Having the instinct to take the right job and the luck to find it at the right time are easily as important to an executive’s career growth as having the right skills to do the job well, and probably more so.
Take Tom Fitzpatrick, CFO of Iridium Communications. He is not a job hopper. He spent more than a decade each at two publicly held, wireless-services companies: Bell Atlantic (which later merged with Nynex to form Verizon) and Centennial Communications, serving as a divisional CFO for both. Fitzpatrick left the latter when AT&T acquired it in 2009 — which only led to a better opportunity.

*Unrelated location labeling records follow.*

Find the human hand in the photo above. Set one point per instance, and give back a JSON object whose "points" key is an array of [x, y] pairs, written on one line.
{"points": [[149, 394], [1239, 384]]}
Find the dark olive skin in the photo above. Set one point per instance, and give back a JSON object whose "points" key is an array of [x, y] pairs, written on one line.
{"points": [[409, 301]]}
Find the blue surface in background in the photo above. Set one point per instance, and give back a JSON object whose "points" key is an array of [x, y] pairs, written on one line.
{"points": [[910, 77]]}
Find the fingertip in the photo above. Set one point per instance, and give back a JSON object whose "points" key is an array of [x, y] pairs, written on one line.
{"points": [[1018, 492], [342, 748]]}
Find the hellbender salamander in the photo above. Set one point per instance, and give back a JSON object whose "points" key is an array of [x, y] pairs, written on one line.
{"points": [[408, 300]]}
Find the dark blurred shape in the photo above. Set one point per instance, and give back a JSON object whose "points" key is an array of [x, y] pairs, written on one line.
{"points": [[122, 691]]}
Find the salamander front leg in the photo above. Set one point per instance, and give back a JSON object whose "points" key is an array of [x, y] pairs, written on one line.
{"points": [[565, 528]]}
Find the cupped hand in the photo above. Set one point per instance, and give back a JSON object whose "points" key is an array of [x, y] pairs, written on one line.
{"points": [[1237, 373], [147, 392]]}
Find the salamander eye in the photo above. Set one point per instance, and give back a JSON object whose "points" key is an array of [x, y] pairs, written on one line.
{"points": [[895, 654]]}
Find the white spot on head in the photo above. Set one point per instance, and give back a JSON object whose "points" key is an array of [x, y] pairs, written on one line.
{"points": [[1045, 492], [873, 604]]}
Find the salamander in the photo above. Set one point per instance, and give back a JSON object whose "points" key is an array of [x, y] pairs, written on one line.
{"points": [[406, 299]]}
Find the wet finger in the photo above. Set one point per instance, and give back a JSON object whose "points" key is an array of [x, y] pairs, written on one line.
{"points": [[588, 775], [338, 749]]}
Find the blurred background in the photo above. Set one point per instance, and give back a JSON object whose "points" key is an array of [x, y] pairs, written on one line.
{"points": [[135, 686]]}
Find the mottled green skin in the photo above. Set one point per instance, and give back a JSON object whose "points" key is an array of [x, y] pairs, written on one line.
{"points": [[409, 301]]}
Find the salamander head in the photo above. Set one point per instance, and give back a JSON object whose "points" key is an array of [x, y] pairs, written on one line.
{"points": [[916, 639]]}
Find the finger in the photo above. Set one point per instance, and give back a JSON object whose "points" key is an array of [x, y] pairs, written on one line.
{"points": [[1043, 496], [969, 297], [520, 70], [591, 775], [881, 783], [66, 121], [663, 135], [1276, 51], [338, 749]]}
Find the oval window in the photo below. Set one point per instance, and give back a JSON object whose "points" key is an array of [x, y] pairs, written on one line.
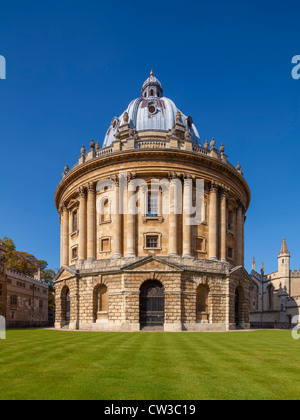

His personal network led him to Matt Desch, CEO of Iridium, a satellite-telecommunications provider that had gone public a few months earlier. Fitzpatrick, appointed to lead finance for the company in April 2010, considers himself fortunate.
His first major task could hardly have been more crucial: negotiating a $1.8 billion financing package with a consortium of European banks, with the help of Coface, France’s import and export agency. The money is part of the $3 billion it will take to build out Iridium Next, a new satellite network, already under construction, to replace the company’s 10-year-old, 66-satellite constellation.
Between the financing deal and Iridium’s expectations for increasing revenue, Iridium Next is fully funded, Fitzpatrick says. One big opportunity will come with the new generation of satellites in the form of “hosted payloads” that will allow governments and enterprises to put proprietary functionality on Iridium’s network.
“This is an important business,” says Fitzpatrick. “We’re less than $400 million in revenue, but when I was at Bell Atlantic Mobile in the 1980s, we lost money every month and didn’t know whether mobile telephony would ever grow into a viable business.”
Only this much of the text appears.